O texto aprovado, que agora segue para análise do Senado, prevê que o aumento real do salário mínimo até 2030 estará vinculado ao crescimento das despesas primárias, que são limitadas a 2,5% ao ano dentro do arcabouço fiscal. A nova regra reduz o valor do salário mínimo para R$ 1.518, R$ 10 a menos do que seria pela fórmula atual.

Atualmente, o reajuste do mínimo considera a inflação acumulada (INPC) e o crescimento real do Produto Interno Bruto (PIB) de dois anos anteriores. Com a alteração, o governo estima economizar R$ 109,8 bilhões entre 2025 e 2030. Entretanto, a mudança pode impactar aposentados, pensionistas e beneficiários de programas sociais vinculados ao salário mínimo.

No caso do BPC, o projeto determina:

  • Cadastro biométrico obrigatório para concessão, renovação e manutenção do benefício.
  • Atualização cadastral a cada 24 meses no CadÚnico, visando reduzir fraudes.

As mudanças iniciais propostas no BPC foram suavizadas pelo relator Isnaldo Bulhões (MDB-AL) após pressões parlamentares. O texto original poderia levar ao cancelamento de milhares de benefícios, aumentando a vulnerabilidade de pessoas idosas e com deficiência, segundo o relator.

Outras medidas aprovadas

  • Municípios e o Distrito Federal deverão respeitar limites máximos de famílias unipessoais no Bolsa Família.
  • O valor de desligamento do Bolsa Família poderá ser alterado por ato do Executivo.
  • O Fundo Constitucional do Distrito Federal (FCDF) terá seu crescimento limitado à inflação (IPCA), em vez de à variação da receita corrente líquida da União.

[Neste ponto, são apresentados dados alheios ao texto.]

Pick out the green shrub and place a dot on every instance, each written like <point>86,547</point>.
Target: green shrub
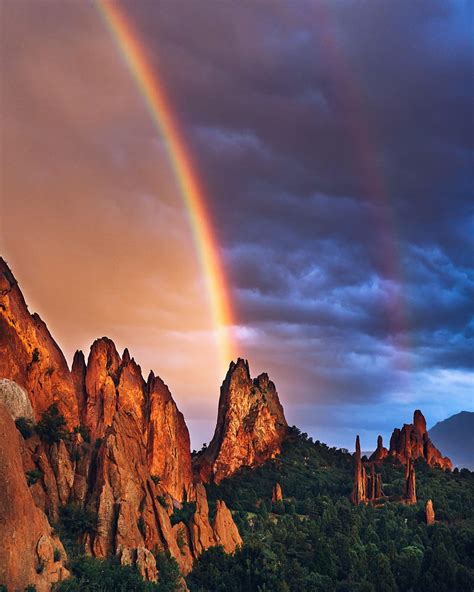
<point>89,573</point>
<point>162,500</point>
<point>81,429</point>
<point>33,476</point>
<point>184,514</point>
<point>76,520</point>
<point>25,427</point>
<point>52,425</point>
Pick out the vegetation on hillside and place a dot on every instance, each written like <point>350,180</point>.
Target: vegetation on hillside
<point>315,540</point>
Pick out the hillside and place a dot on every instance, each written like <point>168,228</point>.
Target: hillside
<point>455,436</point>
<point>314,539</point>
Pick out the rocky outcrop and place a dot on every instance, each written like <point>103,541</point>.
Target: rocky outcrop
<point>367,484</point>
<point>413,442</point>
<point>250,426</point>
<point>16,400</point>
<point>359,488</point>
<point>429,513</point>
<point>380,452</point>
<point>202,535</point>
<point>277,493</point>
<point>226,532</point>
<point>373,484</point>
<point>30,554</point>
<point>168,442</point>
<point>410,484</point>
<point>29,356</point>
<point>124,454</point>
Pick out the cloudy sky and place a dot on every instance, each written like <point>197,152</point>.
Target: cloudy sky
<point>334,141</point>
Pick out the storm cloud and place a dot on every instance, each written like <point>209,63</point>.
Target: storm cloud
<point>335,142</point>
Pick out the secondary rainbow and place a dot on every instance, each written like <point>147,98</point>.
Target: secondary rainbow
<point>166,123</point>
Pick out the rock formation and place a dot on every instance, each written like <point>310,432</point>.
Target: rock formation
<point>410,484</point>
<point>168,441</point>
<point>30,554</point>
<point>429,513</point>
<point>380,452</point>
<point>359,489</point>
<point>123,453</point>
<point>225,531</point>
<point>277,494</point>
<point>29,356</point>
<point>367,486</point>
<point>250,425</point>
<point>413,442</point>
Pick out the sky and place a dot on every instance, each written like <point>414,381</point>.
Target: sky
<point>334,143</point>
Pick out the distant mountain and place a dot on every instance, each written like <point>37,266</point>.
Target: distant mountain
<point>455,436</point>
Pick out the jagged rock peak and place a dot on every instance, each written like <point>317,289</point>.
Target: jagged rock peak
<point>250,427</point>
<point>410,484</point>
<point>419,421</point>
<point>380,452</point>
<point>413,442</point>
<point>429,512</point>
<point>30,356</point>
<point>359,488</point>
<point>126,356</point>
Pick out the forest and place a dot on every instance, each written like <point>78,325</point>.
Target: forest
<point>314,539</point>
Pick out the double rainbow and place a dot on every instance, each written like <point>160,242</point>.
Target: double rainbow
<point>166,123</point>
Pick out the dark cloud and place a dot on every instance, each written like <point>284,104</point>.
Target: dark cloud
<point>336,143</point>
<point>334,140</point>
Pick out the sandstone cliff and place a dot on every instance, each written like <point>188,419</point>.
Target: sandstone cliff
<point>30,554</point>
<point>123,453</point>
<point>29,355</point>
<point>250,426</point>
<point>413,442</point>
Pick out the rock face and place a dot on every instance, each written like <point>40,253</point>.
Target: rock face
<point>413,442</point>
<point>27,552</point>
<point>359,488</point>
<point>410,484</point>
<point>29,355</point>
<point>277,494</point>
<point>367,486</point>
<point>250,426</point>
<point>128,458</point>
<point>15,400</point>
<point>380,452</point>
<point>429,513</point>
<point>168,442</point>
<point>225,531</point>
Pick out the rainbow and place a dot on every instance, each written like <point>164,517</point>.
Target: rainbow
<point>165,122</point>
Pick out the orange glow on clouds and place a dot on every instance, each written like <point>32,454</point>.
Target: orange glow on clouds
<point>166,123</point>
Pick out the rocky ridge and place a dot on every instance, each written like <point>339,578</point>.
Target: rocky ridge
<point>250,428</point>
<point>122,452</point>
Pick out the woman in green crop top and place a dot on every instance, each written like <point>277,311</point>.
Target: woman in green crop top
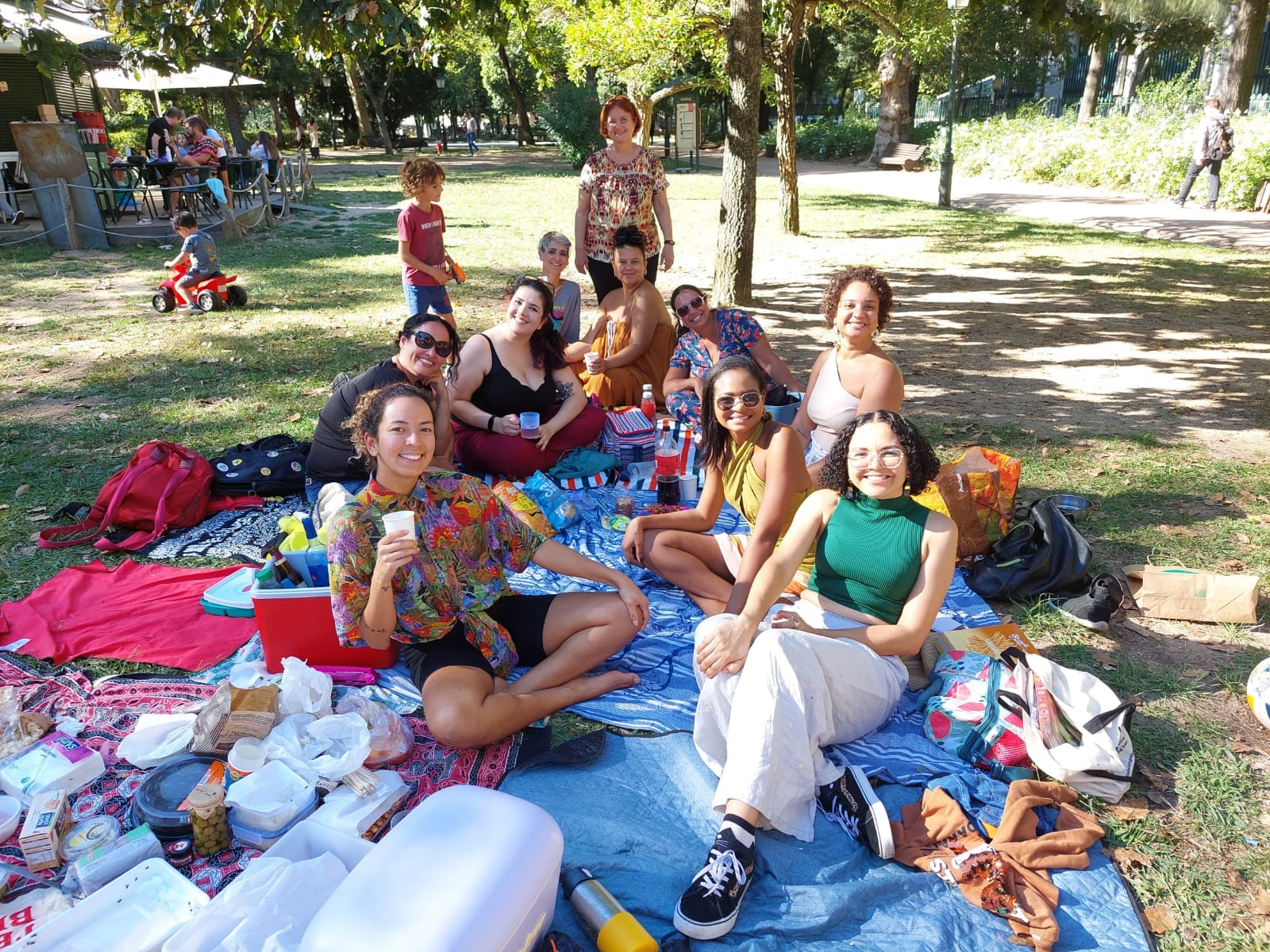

O governo esperava uma economia de R$ 12 bilhões nos próximos 15 anos com as mudanças no cálculo do FCDF, que financia serviços de segurança pública, saúde e educação no Distrito Federal.

Reações e aprovação apertada

A proposta foi aprovada por 264 votos a favor e 209 contrários, evidenciando resistência no plenário. Segundo o relator, as medidas buscam equilibrar a garantia de direitos sociais com a sustentabilidade fiscal, priorizando o atendimento a quem mais precisa.

Apesar de ajustes feitos para suavizar os impactos sociais, o projeto ainda gera debates sobre os limites da austeridade fiscal e seus reflexos na população mais vulnerável.